Au retour, AHMED OULD KERKOUB recoupe les traces d'un important ghazzi en marche vers le Sud et gagne Atar à marche forcée pour donner l'alerte. Il ne pouvait s'agir que de la bande dont notre service de renseignements avait, le 6 Août, signalé le départ le 26 Juillet, de la région de Smara avec, pour objectif, le Groupe Nomade du Trarza.
Déjà, le détachement de surveillance du Tijirit (cf. supra), trop exposé en raison de la faiblesse de son effectif, avait été ramené plus en arrière pour faire jonction à Toueila avec le gros du Groupe Nomade qui, de Bou Zerbane, avait été, dès le début de l'alerte, envoyé en ce point avec mission de couvrir les campements que la sécheresse au Nord du 19e parallèle avait forcés à se replier dans les Riar Tagoumant.
Le 11 Août, les deux détachements étaient réunis à Toueila.
Le 17, vers seize heures, le commandant du Groupe Nomade apprend par un radiogramme d'Akjoujt, que le ghazzi signalé par notre service de renseignements et par AHMED OULD KERKOUB, était passé le 15 à Hamédoua (Tijirit). Il décide aussitôt de se porter à sa rencontre après avoir renvoyé à Nouakchott son poste de T.S.F. endommagé la veille par une violente tornade : son effectif, cadres compris, était de 105 hommes.
Le 18 au matin, le Groupe Nomade se heurte dans les dunes de Moutounsi au ghazzi, composé d'environ 120 hommes en majorité Oulad Délim et commandé par SOUEDI OULD CHIKH OULD LAROUSSI (cf. Supra) et BRAHIM SALEM OULD MOICHAN (cf. Supra) avec image CHIKH SEGHIR OULD ABIDINE, des Kounta dissidents du Soudan qui, en 1930, était descendu à St-Louis pour demander l'aman et l'autorisation de se fixer en Mauritanie.

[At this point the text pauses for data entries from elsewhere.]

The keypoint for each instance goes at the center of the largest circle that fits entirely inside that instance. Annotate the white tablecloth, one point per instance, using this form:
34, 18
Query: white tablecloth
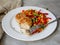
54, 39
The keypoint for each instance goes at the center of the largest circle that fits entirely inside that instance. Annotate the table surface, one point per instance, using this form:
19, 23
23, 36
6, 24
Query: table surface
54, 39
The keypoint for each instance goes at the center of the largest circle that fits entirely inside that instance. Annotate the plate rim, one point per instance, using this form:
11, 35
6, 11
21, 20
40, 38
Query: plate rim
27, 40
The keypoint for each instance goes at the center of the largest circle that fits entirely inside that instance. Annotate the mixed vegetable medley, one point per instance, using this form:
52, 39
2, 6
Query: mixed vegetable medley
37, 18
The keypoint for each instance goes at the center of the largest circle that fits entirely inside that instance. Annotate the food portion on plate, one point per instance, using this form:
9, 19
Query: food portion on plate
29, 18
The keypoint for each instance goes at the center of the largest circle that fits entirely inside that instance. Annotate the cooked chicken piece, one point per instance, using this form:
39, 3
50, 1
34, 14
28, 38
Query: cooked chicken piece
26, 32
24, 22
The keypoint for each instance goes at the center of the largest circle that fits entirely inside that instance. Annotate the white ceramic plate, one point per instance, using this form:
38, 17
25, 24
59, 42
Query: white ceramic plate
12, 28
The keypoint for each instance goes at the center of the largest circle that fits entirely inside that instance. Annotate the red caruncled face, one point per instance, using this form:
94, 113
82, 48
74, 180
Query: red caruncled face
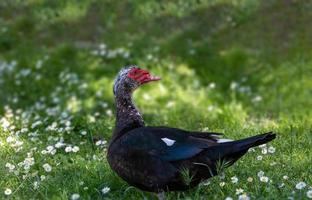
141, 76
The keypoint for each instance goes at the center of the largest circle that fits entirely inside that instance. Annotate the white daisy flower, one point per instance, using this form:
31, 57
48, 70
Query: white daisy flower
260, 174
271, 149
264, 179
249, 179
234, 179
239, 191
300, 185
47, 167
75, 196
7, 191
68, 149
243, 197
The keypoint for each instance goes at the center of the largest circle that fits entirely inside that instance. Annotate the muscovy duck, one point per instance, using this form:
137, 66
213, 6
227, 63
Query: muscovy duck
156, 159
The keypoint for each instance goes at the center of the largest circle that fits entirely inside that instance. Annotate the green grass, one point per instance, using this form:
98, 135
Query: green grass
237, 67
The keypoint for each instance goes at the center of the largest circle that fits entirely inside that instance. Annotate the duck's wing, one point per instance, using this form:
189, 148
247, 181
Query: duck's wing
169, 144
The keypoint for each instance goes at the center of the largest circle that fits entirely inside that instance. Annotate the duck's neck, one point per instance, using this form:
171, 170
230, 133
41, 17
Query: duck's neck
127, 115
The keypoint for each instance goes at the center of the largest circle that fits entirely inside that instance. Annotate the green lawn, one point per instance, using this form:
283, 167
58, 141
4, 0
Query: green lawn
237, 67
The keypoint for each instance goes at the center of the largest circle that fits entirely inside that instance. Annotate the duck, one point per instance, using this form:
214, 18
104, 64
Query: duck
161, 159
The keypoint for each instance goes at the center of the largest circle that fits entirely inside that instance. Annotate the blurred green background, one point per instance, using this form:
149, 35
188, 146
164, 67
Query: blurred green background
234, 66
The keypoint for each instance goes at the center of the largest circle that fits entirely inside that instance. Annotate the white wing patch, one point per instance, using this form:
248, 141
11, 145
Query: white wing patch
168, 141
224, 140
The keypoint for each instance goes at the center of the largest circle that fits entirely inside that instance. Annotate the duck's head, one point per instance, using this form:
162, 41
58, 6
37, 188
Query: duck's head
130, 78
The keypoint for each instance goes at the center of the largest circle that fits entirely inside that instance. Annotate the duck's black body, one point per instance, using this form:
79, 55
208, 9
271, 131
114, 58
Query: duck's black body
158, 158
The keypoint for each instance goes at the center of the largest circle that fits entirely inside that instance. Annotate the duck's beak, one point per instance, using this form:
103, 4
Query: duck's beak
148, 78
154, 78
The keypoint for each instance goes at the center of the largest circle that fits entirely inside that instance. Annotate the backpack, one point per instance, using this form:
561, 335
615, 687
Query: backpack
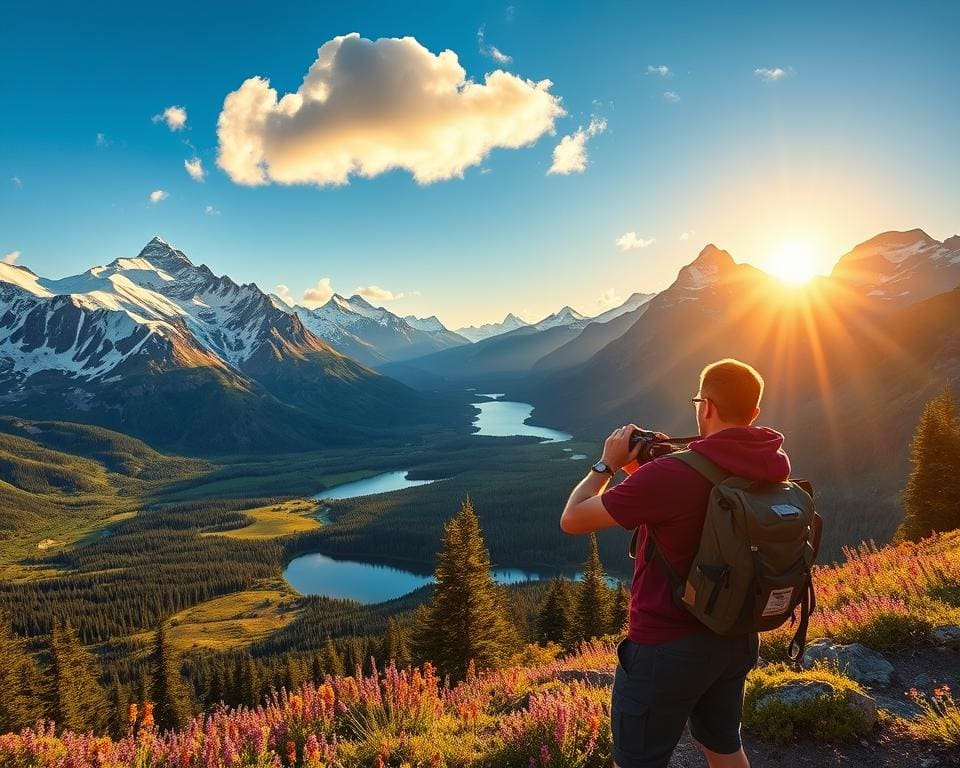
753, 567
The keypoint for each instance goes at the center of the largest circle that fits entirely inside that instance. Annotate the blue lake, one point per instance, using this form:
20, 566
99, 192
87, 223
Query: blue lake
366, 582
505, 418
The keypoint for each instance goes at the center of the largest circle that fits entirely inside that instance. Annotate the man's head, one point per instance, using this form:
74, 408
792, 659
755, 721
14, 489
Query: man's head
729, 396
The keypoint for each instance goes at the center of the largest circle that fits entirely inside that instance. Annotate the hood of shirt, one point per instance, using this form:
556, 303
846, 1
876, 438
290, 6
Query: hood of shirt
754, 453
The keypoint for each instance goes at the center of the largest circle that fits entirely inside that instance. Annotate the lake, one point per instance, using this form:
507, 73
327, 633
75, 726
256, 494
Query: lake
388, 481
365, 582
317, 574
505, 418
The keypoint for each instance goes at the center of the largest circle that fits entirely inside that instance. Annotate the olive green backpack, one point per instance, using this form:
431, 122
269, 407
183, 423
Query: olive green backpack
753, 567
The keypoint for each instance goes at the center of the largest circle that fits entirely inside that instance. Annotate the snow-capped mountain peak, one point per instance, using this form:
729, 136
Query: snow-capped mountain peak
707, 269
899, 267
567, 316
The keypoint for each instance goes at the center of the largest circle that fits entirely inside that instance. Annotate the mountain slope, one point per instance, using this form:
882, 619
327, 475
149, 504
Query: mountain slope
166, 350
374, 334
901, 267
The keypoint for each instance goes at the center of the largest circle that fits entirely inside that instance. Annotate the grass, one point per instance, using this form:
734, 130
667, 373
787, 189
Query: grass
282, 519
828, 716
235, 620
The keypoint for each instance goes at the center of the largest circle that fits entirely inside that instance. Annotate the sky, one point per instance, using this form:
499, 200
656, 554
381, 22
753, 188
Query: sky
470, 160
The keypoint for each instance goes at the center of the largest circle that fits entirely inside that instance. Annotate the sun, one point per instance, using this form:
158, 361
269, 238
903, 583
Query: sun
794, 263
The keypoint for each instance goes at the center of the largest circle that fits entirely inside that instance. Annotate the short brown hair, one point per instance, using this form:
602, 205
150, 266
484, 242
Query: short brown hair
735, 388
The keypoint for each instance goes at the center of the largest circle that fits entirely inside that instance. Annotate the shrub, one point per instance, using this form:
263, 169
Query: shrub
940, 718
829, 716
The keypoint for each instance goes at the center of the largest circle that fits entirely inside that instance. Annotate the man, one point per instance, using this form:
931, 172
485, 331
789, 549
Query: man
671, 667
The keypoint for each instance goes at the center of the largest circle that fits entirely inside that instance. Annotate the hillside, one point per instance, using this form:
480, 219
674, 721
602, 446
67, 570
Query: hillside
165, 350
549, 710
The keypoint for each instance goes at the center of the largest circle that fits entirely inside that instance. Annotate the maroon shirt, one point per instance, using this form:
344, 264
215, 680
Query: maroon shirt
671, 497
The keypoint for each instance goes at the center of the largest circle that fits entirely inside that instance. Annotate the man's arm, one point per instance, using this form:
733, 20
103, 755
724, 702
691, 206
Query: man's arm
584, 512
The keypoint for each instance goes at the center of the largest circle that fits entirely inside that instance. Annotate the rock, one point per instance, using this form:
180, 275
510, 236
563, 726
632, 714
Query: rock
864, 704
597, 677
856, 661
947, 636
794, 694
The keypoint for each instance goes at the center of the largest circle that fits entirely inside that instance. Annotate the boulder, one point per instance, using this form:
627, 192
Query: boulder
794, 694
856, 661
946, 636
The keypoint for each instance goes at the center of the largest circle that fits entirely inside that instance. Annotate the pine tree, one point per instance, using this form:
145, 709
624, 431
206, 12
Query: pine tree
620, 611
396, 648
78, 701
932, 495
20, 704
119, 708
466, 618
555, 616
172, 706
332, 663
593, 602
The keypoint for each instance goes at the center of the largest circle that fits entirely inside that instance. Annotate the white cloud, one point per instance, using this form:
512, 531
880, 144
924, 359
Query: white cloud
195, 168
376, 293
629, 241
174, 117
570, 155
491, 51
366, 107
771, 75
283, 293
314, 297
609, 299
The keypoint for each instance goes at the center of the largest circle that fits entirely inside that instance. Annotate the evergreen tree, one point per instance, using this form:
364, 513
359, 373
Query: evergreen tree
396, 648
620, 611
932, 495
332, 663
172, 706
593, 602
466, 618
119, 708
78, 702
555, 617
20, 703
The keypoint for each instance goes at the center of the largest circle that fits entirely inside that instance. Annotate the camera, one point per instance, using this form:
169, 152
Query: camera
652, 447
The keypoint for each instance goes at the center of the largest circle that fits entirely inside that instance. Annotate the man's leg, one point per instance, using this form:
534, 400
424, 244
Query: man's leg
715, 720
716, 760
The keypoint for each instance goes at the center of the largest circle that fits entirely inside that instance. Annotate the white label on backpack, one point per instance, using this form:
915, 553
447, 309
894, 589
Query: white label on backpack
778, 602
786, 510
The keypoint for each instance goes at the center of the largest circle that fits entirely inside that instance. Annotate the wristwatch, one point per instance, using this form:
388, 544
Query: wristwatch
602, 468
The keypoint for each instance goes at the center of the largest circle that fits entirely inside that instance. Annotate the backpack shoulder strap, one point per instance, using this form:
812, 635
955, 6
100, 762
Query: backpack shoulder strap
709, 469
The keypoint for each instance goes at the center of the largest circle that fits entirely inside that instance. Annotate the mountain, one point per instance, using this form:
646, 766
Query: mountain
565, 318
846, 374
901, 267
597, 334
165, 350
635, 301
374, 335
513, 354
480, 332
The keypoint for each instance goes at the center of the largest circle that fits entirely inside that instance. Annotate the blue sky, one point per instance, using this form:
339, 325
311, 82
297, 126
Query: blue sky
856, 136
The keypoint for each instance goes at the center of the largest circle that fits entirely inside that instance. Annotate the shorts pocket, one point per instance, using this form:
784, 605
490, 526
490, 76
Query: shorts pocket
628, 723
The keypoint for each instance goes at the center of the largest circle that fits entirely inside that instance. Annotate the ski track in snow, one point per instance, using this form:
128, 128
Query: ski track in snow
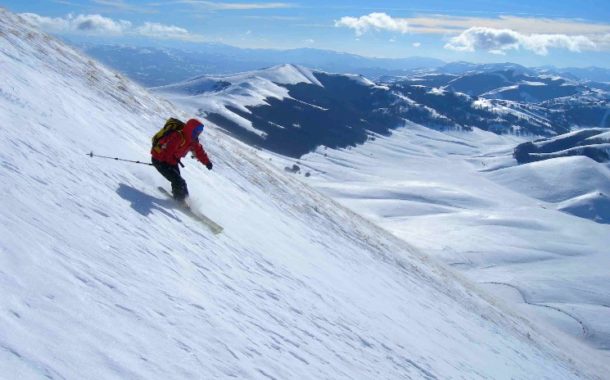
461, 197
102, 277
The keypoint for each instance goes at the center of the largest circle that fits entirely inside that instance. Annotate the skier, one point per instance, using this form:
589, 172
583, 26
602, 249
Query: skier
170, 145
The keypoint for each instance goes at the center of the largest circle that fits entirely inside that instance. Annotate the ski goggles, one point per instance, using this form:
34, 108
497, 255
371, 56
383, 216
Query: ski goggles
197, 131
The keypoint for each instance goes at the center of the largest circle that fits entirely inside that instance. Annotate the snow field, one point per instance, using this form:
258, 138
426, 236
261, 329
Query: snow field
101, 276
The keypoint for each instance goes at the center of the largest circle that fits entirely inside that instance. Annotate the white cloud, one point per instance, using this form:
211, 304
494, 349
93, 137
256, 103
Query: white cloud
86, 24
96, 24
444, 24
47, 23
100, 25
375, 21
168, 32
498, 41
214, 5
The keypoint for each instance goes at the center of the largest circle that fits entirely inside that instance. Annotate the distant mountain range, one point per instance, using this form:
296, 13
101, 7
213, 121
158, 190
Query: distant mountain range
292, 110
159, 66
153, 66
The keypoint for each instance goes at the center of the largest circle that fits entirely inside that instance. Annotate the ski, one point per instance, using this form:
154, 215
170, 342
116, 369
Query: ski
213, 226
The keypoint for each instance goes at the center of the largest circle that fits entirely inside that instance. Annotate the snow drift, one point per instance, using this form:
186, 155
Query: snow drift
102, 277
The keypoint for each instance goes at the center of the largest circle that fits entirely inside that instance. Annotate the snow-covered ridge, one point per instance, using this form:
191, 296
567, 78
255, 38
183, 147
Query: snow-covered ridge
102, 277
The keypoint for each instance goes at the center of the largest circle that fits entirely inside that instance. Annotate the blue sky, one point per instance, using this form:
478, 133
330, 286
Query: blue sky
534, 32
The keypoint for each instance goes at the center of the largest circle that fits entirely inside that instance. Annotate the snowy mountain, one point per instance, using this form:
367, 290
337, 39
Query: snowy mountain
154, 66
443, 169
593, 143
314, 108
101, 276
527, 233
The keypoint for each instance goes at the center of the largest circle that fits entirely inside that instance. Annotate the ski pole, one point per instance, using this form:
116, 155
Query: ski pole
118, 159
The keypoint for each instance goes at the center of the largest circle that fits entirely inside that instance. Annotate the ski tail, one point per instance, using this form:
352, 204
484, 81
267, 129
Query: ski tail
196, 214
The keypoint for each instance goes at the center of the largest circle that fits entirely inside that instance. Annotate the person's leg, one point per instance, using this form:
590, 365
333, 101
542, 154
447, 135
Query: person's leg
172, 174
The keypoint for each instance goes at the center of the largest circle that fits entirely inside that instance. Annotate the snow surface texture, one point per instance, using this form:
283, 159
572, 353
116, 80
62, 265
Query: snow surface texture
460, 197
242, 90
102, 277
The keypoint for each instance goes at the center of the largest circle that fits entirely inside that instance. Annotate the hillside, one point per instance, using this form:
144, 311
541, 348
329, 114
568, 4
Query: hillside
292, 110
102, 277
462, 198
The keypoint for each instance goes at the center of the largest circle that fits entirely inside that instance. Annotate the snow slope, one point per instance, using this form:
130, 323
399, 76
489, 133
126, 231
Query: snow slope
102, 277
459, 197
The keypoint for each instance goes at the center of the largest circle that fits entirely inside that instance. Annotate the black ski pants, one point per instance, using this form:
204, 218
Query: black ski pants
172, 174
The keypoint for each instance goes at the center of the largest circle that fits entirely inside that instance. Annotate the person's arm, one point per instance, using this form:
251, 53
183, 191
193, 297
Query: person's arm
201, 155
169, 147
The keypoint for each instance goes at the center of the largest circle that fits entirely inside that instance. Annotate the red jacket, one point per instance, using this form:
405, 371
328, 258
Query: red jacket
176, 145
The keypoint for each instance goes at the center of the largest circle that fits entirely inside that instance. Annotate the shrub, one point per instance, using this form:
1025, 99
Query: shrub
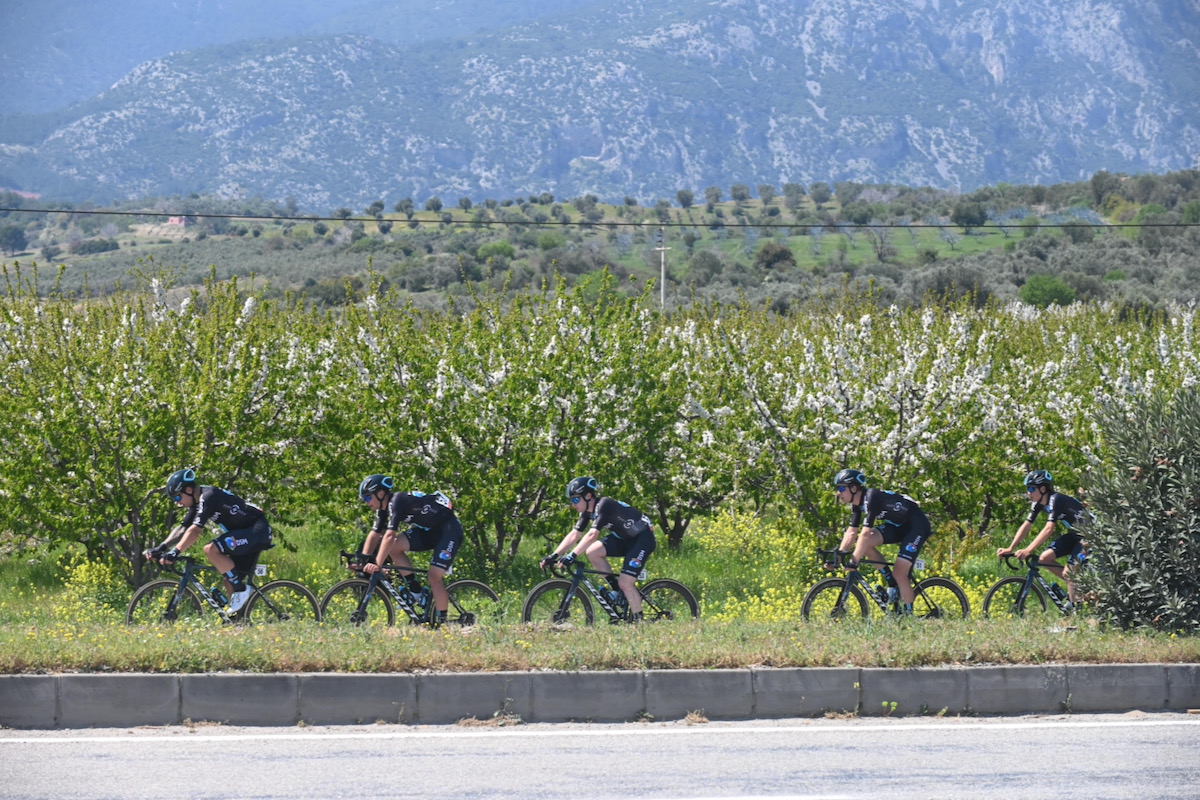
1042, 290
1145, 552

Dans cette rencontre sanglante, nous perdions le valeureux Lieutenant de MAC-MAHON, cinq sous-officiers européens, méharistes consommés, dix tirailleurs, vingt et un gardes et un partisan. Mais l'ennemi, de son côté, abandonnait sur le terrain, sans sépulture, vingt-six cadavres et son chef même, SOUEDI OULD CHIKH, devait mourir le lendemain des suites de ses blessures.
Il apparaît inutile de s'étendre sur cette malheureuse affaire et sur ses suites : tout a été dit à ce sujet notamment dans les rapports N°s 169/AP.CF et 225/AP.CF des 16 et 26 Septembre et 31 Décembre 1932 : je veux seulement m'incliner de nouveau, avec une respectueuse émotion, devant nos morts glorieux tombés bravement dans un furieux combat contre la horde ennemie.
Dès l'annonce de l'affaire de Moutounsi, l'ordre était donné à Atar de lancer un détachement aussi puissant que possible pour tenter de couper la route de retour au ghazzi. Ce détachement, fort de cent hommes - gardes et partisans - part de Toujounine le 20 Août. Des traces suspectes le conduisent dans des campements Oulad Bou Sba : une fusillade éclate et notre détachement enlève 150 chameaux dont plusieurs furent identifiés comme ayant appartenu au Groupe Nomade du Trarza et deux carabines dont l'une avait été emportée, en juin, par des partisans du Cercle d'Akjoujt partis en dissidence : ces constatations ne pouvaient laisser aucun doute sur la compromission des Oulad Bou Sba en question avec nos ennemis.